Naturalist and broadcaster

Springtime in the Cairngorms brings a very special dawn chorus of migrant birds. Willow warblers seem to sing from every birch clump and tree pipits perform their parachute song-flight over forest clearings.

Willow warblers seem to sing from every birch clump. Photo by George Wootton via Flickr.

Redstarts flash their orange tails among the pines. Photo by Tom Lee via Flickr.

Along the streams and loch shores, common sandpipers whistle high-pitched courtship calls. Photo by Ian Mc Farlane via Flickr

Resident birds are also in the middle of their breeding season and the trees are alive with twittering siskins and coal tits. In the half-light of early morning black grouse gather at traditional sites known as leks, the males wheezing and bubbling like coffee machines to impress the females, known as greyhens. Listen carefully and you can hear crested tits purring among the pine needles.

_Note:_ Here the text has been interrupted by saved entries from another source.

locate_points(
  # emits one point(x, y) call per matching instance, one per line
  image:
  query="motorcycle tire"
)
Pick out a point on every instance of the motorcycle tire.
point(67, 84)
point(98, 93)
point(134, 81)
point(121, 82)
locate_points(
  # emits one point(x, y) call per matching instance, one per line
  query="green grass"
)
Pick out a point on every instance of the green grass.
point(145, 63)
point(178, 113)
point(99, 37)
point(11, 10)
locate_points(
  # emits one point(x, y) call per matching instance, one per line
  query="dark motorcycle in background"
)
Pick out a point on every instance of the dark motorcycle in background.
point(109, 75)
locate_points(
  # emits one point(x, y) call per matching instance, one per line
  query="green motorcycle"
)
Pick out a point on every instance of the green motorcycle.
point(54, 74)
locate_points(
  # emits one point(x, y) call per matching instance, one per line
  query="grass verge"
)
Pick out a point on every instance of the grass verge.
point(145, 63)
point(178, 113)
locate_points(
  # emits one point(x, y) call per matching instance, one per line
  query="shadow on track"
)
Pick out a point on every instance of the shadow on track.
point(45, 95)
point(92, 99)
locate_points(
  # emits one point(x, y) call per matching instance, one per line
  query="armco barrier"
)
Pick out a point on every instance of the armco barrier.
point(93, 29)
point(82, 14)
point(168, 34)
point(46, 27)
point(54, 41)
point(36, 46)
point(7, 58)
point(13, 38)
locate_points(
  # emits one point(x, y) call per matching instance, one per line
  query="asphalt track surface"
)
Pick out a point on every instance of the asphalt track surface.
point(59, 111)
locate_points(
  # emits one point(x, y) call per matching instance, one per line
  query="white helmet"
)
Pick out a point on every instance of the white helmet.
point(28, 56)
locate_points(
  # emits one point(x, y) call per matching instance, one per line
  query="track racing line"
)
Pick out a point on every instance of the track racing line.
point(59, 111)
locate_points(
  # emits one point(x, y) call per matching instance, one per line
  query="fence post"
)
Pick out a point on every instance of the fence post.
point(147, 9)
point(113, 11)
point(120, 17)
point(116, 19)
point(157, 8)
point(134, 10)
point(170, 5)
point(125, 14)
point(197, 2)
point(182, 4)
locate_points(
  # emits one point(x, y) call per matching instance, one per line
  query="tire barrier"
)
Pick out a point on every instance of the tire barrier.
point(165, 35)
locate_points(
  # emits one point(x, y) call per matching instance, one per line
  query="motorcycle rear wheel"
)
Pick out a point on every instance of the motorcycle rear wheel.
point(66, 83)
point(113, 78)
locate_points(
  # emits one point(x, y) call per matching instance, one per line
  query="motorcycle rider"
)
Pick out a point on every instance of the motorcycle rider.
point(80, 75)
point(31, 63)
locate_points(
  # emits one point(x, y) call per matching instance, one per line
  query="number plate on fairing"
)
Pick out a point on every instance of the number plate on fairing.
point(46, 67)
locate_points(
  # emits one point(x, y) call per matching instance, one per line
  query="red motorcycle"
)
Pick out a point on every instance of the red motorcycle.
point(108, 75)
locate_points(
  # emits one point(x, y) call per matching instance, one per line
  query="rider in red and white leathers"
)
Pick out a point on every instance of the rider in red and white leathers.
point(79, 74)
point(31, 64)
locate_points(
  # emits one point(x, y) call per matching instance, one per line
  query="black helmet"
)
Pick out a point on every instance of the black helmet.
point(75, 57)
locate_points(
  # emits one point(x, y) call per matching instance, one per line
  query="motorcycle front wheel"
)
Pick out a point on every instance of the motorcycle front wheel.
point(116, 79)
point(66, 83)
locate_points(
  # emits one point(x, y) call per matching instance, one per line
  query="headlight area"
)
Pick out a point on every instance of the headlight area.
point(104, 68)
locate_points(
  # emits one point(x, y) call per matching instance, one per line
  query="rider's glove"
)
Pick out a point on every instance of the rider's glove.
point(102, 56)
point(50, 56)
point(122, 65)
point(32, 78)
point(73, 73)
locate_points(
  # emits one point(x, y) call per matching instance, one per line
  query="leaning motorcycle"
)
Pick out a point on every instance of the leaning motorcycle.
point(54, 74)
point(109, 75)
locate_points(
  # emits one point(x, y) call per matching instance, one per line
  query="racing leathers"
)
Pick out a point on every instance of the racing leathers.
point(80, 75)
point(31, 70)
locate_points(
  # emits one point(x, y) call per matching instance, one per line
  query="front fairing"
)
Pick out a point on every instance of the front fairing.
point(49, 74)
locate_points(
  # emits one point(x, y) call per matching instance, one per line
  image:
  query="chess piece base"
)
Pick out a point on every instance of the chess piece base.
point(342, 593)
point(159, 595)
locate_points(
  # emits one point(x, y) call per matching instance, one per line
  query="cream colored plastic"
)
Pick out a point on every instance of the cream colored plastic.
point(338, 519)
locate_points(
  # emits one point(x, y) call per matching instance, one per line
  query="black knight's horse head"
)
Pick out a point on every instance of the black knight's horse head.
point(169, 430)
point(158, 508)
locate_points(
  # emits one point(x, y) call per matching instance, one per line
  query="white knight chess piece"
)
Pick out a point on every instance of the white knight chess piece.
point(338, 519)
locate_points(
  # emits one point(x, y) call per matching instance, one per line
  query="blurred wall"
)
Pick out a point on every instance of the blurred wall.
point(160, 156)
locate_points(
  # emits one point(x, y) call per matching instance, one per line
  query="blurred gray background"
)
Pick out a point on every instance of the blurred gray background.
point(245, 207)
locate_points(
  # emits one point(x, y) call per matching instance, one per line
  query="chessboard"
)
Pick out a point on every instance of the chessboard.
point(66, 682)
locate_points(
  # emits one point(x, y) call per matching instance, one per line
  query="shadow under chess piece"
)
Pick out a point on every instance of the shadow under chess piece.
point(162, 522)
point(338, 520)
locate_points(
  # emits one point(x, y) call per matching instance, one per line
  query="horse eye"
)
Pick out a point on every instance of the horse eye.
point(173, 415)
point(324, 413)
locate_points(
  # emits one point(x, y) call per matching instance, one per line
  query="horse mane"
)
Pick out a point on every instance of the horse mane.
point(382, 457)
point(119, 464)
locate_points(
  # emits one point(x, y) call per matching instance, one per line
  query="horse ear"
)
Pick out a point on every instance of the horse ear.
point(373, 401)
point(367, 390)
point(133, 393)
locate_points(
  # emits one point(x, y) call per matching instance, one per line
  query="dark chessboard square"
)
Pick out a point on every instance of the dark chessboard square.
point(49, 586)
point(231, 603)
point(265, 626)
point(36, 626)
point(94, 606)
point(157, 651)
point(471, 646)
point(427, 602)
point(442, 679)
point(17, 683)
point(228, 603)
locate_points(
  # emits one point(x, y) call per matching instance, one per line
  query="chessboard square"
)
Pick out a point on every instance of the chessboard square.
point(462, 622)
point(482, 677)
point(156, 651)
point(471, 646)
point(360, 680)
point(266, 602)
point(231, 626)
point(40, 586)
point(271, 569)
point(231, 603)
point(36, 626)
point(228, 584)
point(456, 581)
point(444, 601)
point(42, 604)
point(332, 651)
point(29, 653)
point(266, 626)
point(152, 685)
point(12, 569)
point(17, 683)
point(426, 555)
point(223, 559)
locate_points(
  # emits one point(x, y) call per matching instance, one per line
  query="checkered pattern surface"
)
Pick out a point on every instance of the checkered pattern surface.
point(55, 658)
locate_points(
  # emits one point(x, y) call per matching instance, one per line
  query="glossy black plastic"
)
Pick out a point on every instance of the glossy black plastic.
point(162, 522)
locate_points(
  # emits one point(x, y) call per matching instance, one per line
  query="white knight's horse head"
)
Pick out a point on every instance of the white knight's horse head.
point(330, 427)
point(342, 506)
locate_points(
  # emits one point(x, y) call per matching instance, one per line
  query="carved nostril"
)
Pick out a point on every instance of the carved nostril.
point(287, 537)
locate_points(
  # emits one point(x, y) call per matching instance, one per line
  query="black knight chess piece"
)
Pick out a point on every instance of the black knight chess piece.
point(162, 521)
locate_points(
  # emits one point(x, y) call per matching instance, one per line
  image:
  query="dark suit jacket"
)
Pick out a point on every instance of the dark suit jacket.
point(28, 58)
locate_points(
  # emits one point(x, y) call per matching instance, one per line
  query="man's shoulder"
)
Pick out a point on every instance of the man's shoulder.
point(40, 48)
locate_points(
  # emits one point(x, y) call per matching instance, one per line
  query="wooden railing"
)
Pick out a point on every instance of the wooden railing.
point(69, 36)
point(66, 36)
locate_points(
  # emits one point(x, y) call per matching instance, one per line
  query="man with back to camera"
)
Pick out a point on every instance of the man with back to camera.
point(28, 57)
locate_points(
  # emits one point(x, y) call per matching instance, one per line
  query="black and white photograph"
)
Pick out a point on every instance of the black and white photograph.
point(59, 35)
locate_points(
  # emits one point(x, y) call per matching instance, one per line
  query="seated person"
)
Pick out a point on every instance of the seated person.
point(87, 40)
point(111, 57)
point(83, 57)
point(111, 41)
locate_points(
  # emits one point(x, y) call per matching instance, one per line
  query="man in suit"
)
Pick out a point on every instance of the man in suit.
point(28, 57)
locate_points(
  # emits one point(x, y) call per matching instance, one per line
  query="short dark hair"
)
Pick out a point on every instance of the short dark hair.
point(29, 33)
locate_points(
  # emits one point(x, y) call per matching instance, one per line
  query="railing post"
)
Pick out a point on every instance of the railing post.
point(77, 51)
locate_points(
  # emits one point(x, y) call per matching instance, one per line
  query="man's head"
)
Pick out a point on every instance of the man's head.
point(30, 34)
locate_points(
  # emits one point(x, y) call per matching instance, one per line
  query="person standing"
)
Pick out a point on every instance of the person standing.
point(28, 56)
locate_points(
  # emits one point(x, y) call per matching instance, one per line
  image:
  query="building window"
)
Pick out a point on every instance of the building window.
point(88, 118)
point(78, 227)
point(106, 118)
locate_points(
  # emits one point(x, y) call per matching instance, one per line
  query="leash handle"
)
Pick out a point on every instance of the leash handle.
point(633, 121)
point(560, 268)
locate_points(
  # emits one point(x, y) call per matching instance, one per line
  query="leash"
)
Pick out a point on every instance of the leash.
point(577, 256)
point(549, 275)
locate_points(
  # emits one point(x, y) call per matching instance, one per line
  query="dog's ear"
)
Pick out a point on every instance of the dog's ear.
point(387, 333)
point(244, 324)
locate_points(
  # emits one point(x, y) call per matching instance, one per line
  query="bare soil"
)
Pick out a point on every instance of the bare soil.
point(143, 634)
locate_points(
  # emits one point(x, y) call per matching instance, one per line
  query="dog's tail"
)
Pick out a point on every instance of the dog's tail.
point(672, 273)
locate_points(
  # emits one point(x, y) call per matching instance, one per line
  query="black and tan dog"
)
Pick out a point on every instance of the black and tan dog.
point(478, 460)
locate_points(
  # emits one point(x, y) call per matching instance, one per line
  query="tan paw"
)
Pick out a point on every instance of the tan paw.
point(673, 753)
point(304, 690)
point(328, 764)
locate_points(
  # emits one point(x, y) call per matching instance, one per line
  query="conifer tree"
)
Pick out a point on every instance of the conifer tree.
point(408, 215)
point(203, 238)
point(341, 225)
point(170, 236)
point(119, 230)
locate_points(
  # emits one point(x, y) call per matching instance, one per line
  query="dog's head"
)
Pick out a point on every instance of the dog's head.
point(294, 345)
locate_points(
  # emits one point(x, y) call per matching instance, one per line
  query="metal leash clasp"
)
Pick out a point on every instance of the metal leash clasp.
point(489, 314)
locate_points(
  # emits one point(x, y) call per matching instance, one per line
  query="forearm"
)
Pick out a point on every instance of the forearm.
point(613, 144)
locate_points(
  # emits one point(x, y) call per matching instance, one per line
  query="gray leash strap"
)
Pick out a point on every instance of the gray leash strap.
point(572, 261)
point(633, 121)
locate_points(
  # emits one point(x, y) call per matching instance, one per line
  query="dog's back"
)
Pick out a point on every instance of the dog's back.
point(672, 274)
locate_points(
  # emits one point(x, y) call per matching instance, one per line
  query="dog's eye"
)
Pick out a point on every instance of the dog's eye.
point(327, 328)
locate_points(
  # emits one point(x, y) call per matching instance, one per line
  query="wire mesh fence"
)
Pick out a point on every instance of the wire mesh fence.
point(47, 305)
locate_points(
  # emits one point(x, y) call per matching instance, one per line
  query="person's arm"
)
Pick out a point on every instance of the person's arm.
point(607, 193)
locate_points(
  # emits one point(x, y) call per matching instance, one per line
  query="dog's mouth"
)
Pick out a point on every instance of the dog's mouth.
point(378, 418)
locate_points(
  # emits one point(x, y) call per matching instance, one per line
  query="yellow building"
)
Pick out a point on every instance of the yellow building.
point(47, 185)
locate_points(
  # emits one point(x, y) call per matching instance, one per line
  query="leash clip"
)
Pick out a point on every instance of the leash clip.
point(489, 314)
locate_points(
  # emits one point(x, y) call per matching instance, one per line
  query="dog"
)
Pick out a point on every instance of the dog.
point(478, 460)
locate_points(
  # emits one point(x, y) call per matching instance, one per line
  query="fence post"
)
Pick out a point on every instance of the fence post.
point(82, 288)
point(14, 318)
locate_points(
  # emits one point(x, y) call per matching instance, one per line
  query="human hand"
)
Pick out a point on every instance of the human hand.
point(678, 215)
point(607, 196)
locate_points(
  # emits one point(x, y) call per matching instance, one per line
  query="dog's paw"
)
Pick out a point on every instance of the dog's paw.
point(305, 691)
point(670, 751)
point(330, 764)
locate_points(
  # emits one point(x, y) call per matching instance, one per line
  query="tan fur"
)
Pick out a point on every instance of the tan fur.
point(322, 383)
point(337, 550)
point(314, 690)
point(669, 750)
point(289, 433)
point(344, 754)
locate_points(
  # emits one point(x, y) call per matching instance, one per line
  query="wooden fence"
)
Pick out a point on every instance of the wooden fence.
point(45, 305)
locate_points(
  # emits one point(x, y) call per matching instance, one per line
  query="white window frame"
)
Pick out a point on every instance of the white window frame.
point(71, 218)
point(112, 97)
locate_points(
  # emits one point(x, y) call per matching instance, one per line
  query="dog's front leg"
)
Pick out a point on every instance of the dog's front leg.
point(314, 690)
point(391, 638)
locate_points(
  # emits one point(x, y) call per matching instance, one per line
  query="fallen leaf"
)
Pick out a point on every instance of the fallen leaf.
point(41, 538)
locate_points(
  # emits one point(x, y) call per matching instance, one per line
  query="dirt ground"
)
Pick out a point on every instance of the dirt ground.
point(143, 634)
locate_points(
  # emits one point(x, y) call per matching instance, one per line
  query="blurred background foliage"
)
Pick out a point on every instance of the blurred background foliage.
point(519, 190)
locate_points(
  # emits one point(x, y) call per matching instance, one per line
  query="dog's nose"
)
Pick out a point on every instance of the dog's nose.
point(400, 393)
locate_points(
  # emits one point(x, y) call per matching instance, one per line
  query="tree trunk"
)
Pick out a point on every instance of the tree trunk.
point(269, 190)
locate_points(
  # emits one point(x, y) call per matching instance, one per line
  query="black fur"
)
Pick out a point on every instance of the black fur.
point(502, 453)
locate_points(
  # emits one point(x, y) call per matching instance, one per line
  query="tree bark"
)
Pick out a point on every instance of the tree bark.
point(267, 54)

Crested tits are certainly among the most iconic animals of the Caledonian pinewoods. Photo by Wayne Havenhand via Flickr

But the icon of these ancient pinewoods is the capercaillie, whose name comes from the Gaelic for “horse of the woods”. The Cairngorms are the British headquarters of these huge, turkey-sized grouse, and anyone lucky enough to hear their unique courtship ritual will understand how their name came about. Male capercaillies produce a bizarre sound like a neighing horse, followed by a cork-popping noise.

From the lochs red-throated divers emit strange wailing cries, or cackle like geese as they fly between feeding sites. It is a soundscape entirely unique in our islands.